Comparison of formation clearance of morphine-3-glucuronide (M3G) versus bodyweight in log-log scale between current Model II (parent morphine and M3G metabolite model) that included all age ranges except for older children and adolescents (b) and a previously published population model for morphine in children younger than 3 years by Knibbe et al. [4] (a). BDE bodyweight-dependent exponent, PNA postnatal age. a Orange filled triangle children with PNA <10 days; blue filled circle children with PNA ≥10 days; orange dotted line Knibbe’s model [4] predicted clearance curve for PNA <10 days CL (L/min) = 0.00348 × BW^1.44); blue solid line Knibbe’s model [4] predicted clearance curve for PNA ≥10 days CL (L/min) = 0.00862 × BW^1.44). b Orange filled triangle children with PNA <10 days; blue filled circle children with PNA ≥10 days; green filled square adults; orange dotted line simulated population clearance curve for PNA <10 days (CL (L/min) = 0.0023 × BW^1.56); blue solid line simulated population clearance curve for PNA ≥10 days (CL (L/min) = 0.0069 × BW^1.56); red dash line the BDE model predicted clearance curve of Model II in which, \( {\text{CL}}_{i} ({\text{L/min}}) = 1.67 \times \left( {\frac{{{\text{BW}}_{i} }}{70}} \right)^{{k_{i} }} ,\,\,\,k_{i} = 1.56 - \frac{{0.67 \times {\text{BW}}_{i}^{3.61} }}{{3.89 + {\text{BW}}_{i}^{3.61} }} \)

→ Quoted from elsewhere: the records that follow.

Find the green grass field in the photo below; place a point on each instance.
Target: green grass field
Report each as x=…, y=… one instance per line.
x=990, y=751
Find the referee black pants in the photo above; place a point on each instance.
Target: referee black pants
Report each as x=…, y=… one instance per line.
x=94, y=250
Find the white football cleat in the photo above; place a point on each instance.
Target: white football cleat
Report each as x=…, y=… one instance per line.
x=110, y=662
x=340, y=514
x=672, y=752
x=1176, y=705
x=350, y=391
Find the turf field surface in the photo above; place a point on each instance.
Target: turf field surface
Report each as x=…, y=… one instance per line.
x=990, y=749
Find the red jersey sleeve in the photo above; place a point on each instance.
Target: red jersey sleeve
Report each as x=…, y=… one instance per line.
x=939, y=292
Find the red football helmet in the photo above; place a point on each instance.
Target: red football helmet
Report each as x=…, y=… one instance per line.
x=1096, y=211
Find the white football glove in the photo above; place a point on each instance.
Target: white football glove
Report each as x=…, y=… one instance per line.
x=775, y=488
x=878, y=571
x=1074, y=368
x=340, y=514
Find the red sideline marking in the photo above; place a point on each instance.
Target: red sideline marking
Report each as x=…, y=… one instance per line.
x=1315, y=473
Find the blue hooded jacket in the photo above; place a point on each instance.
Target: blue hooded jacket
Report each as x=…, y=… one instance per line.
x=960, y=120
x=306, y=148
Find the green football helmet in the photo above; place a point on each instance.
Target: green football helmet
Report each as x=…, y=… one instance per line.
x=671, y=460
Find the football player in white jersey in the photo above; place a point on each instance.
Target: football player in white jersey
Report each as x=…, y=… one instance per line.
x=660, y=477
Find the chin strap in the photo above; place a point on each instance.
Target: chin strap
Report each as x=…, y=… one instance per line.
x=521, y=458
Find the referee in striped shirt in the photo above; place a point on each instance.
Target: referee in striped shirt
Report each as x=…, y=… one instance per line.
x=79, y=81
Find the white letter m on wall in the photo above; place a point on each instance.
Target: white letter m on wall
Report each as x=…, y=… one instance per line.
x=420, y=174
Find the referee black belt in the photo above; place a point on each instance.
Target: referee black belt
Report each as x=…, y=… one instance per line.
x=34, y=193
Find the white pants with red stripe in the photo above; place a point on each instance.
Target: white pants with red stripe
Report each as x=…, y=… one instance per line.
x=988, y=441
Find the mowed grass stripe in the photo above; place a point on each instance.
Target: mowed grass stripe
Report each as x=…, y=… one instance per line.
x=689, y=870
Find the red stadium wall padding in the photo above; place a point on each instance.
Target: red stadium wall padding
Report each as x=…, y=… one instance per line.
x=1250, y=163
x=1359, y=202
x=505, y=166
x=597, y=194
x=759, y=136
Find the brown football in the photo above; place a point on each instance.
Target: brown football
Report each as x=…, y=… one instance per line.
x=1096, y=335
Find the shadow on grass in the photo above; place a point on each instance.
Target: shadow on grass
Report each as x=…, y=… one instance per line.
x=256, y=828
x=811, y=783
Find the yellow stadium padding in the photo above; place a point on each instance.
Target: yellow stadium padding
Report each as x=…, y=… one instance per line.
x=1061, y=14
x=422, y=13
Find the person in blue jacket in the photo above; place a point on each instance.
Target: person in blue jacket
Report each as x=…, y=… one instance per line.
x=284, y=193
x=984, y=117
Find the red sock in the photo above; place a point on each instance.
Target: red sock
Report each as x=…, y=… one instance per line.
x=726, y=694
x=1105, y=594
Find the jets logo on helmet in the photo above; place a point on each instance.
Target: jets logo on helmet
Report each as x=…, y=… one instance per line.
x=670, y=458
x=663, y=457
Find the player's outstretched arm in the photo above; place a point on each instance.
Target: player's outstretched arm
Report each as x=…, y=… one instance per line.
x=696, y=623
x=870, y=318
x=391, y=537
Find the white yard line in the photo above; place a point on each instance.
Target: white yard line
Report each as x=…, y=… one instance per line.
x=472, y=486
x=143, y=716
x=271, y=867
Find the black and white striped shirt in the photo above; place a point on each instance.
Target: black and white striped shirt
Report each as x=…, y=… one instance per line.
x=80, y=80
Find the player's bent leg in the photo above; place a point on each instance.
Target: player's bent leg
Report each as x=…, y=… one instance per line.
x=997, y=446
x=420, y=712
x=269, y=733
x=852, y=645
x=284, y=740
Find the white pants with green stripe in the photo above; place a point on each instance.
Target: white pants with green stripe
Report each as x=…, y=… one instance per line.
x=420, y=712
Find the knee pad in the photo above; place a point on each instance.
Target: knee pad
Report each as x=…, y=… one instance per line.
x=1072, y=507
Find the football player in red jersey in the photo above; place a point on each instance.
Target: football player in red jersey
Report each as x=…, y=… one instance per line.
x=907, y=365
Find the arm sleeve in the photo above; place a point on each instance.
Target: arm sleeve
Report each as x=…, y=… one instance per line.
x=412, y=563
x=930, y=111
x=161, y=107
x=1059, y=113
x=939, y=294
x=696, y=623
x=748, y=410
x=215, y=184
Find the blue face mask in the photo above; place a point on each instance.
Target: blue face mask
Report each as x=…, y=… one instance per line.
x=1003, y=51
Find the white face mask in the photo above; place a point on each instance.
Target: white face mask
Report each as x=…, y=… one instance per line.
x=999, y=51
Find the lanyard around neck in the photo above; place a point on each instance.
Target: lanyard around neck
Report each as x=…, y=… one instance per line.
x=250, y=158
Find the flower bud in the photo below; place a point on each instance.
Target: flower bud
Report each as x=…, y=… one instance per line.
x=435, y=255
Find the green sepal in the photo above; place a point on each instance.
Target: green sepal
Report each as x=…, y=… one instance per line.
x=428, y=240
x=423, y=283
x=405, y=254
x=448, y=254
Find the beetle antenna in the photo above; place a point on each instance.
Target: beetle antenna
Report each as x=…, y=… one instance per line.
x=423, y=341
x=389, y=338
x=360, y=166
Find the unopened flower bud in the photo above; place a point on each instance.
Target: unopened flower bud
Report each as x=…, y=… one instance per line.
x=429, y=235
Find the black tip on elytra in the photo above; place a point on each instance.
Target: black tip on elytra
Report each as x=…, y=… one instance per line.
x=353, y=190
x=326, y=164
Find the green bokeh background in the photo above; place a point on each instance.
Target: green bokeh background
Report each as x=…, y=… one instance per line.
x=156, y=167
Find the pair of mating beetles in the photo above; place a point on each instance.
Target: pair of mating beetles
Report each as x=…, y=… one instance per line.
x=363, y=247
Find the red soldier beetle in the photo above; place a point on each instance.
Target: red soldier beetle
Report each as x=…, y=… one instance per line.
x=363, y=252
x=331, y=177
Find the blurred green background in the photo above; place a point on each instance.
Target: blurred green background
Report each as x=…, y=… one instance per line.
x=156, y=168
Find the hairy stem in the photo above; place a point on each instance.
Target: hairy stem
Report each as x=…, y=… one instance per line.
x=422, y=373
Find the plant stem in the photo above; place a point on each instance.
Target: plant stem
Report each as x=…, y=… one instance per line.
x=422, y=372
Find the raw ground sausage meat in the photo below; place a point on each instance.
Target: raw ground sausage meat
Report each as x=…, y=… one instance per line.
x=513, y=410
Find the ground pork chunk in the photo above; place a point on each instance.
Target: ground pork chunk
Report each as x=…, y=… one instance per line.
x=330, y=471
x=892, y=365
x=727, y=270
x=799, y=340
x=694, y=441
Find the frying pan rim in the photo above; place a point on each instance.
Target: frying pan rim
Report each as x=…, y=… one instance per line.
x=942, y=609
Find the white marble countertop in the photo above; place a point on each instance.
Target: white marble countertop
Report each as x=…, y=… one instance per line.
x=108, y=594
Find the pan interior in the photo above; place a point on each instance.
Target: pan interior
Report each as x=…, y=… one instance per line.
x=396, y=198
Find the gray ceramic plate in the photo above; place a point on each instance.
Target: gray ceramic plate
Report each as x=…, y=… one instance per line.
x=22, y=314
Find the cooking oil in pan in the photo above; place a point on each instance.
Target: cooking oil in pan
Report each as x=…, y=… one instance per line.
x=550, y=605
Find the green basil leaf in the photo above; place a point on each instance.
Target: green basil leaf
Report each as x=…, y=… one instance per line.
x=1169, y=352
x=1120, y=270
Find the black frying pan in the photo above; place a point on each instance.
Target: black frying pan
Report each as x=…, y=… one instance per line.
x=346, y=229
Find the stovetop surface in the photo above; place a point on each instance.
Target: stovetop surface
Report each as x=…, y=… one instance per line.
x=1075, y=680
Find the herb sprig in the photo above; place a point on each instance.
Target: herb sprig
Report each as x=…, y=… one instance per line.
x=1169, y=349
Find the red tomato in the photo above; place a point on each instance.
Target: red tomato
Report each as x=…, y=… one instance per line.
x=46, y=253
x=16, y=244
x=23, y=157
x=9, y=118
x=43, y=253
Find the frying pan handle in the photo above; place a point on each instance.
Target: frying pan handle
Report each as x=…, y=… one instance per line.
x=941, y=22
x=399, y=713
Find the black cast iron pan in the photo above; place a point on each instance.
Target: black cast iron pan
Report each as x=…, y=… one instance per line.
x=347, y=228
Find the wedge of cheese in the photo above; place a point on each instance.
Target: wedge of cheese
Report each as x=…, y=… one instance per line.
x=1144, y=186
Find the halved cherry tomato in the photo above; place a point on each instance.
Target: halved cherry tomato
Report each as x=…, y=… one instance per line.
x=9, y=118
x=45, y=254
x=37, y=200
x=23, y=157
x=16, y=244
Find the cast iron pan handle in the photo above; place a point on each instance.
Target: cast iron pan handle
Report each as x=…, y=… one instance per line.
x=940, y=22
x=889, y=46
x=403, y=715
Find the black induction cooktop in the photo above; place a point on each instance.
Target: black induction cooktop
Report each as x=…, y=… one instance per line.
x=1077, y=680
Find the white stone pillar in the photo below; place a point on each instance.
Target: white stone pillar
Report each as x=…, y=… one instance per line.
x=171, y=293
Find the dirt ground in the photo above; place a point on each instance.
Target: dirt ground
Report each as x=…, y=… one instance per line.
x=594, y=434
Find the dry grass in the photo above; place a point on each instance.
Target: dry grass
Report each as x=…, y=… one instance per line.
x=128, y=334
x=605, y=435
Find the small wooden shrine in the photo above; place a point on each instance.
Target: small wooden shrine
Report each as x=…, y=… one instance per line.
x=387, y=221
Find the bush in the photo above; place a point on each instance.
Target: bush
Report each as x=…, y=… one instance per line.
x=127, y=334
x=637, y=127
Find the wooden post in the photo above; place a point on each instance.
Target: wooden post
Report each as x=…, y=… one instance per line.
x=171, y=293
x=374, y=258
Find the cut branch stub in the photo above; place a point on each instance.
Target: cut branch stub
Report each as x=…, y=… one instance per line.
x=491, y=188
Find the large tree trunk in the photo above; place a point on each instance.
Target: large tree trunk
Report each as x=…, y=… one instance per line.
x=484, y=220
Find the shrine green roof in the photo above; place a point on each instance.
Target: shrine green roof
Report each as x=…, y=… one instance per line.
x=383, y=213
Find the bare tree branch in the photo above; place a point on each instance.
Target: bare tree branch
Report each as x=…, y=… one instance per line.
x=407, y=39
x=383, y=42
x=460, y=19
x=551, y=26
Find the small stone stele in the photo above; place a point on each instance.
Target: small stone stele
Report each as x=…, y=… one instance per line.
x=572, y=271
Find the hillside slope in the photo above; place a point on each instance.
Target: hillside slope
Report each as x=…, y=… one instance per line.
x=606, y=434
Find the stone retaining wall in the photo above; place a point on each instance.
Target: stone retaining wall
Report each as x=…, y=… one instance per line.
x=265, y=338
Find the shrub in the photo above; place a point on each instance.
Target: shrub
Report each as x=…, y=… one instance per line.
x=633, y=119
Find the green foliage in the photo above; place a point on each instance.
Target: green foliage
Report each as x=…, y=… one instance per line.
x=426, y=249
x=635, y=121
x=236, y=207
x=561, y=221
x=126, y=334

The development of the BDE model was triggered by reports that single exponent functions are not suitable for the prediction of drug clearance in children of all age ranges [6] and the idea of using a continuous function describing clearance across a large age span without the need for an additional age-based function [11]. Besides application to propofol [11], this BDE model has been successfully applied to busulfan [12] and midazolam [30], albeit in a simplified power equation (\( k = \alpha \times {\text{BW}}^{ - \beta } \)). However, in the current analysis on morphine glucuronidation clearance between preterm neonates and adults, the full sigmoidal BDE model was more appropriate. This was the result of the S-shape in the double log plot of clearance versus bodyweight (Fig. 1), which can be captured by the E _max function with Hill factor of the full BDE model [11], but not by the simplified function that consists of a power function [12, 30]. From these results it seems that the choice for a full BDE model, which was applied in this study and for propofol, or for a simplified BDE model, as applied for busulfan and midazolam, is related to both the age range studied and the properties of the drug. Further study of the BDE model on datasets of other drugs across the entire paediatric age range will demonstrate the cases in which the simplified or full BDE model is applicable. In any case, the choice for the final model should depend on the observed data in this data-driven approach, whereby the model with the lowest number of parameters should be chosen (the principle of parsimony).

5 Conclusions

In this study, developmental changes in total morphine clearance were described in 475 preterm and term neonates, infants, children, adolescents and adults using an allometric function, in which the exponent decreased with bodyweight in a sigmoidal manner from 1.47 for preterm neonates to 0.88 in adults, with no need to use other body size or age-based measures. Similarly, we identified values for the exponent for formation clearance of M3G to vary from 1.56 to 0.89, while these values varied from 1.06 to 0.61 for elimination of M3G. From these results, it can be concluded that an allometric function with a BDE may be of great value when scaling clearance of drugs across the entire paediatric age range.